DALLAS (CBSDFW.COM) – A group of activists in the La Bajada neighborhood combed their streets Saturday morning, making detailed measurements of the community in hopes of gaining a restriction that will block nearby future development before it begins.
Residents in the Southwest Dallas neighborhood will send the measurements to city officials to apply for NSO – Neighborhood Stabilization Overlay – Status.
If this is granted, the neighborhood would be specially zoned only for single family housing, which prevents all multi-family and commercial projects.
“There’s a lot of sentimental value … here in this house, I raised all my children,” said resident Felix Lozada. “My wife died in this house, my father died in this house.”
The area sits near the Trinity River, and is part of what the city hopes to redevelop under the Trinity River Corridor Project. The Margaret Hunt Hill Bridge – a cornerstone of the area’s development finished in June – cuts over the skyline just behind a home near the border of the neighborhood.
The majority of La Bajada residents tell similar stories: Their relationships with their neighbors often date back to the early 1940s. The majority of homes are paid off. Few families leave the neighborhood.

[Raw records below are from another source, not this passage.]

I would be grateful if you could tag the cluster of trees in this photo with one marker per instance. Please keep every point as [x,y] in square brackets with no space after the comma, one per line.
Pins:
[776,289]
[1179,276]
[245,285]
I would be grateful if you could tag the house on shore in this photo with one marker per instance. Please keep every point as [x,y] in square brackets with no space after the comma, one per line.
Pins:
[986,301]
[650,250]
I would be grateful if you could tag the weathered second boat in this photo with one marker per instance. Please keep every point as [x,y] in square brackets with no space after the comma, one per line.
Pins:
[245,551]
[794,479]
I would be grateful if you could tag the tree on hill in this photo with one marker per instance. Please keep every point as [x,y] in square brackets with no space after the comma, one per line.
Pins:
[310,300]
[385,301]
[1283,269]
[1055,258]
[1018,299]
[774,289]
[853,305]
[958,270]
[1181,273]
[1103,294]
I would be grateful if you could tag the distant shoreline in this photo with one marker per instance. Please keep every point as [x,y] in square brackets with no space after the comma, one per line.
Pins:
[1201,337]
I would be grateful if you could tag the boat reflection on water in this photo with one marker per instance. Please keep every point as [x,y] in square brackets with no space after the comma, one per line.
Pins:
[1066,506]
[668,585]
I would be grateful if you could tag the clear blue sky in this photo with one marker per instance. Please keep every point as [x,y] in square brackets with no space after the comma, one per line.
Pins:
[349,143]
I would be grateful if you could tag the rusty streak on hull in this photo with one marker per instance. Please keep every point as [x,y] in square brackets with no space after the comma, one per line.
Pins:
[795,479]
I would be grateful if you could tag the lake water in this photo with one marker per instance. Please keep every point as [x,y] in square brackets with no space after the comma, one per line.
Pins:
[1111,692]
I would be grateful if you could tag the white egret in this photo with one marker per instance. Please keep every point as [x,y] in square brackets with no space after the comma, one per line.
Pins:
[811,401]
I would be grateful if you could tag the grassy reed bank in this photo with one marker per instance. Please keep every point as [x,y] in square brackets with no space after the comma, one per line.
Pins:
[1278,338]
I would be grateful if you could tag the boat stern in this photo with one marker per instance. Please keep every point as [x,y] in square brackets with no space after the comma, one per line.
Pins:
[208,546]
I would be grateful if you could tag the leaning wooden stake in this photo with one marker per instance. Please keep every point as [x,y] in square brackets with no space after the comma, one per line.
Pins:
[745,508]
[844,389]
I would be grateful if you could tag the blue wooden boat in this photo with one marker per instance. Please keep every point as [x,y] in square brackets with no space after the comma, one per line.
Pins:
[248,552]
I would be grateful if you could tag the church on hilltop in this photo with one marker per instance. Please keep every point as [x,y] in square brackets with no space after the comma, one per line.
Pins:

And why would they? With the redevelopment project so close, many residents are sitting on a plot of cash, and they’re close to friends and family.
“I have really been seeing people coming around wanting to buy up property,” Lozada said.
However, homeowners say much of the interest comes from developers hoping to build condos and upscale high rises. These are properties that would drive up property values and potentially force residents from their homes.
“We have been comfortable, we love it here,” Lozada said.
Taking measurements of the community is a prerequisite for NSO Status, which can be an ugly word to future developers because it limits development to single family dwellings.
So, on Saturday, homeowners took measurements for hours, hopeful that development and change in West Dallas won’t mean a change in address.
“If the NSO goes through, they are not going to price us out of our homes,” Lozada said.
Area developers said that it was too soon to estimate if the area would get the NSO Status.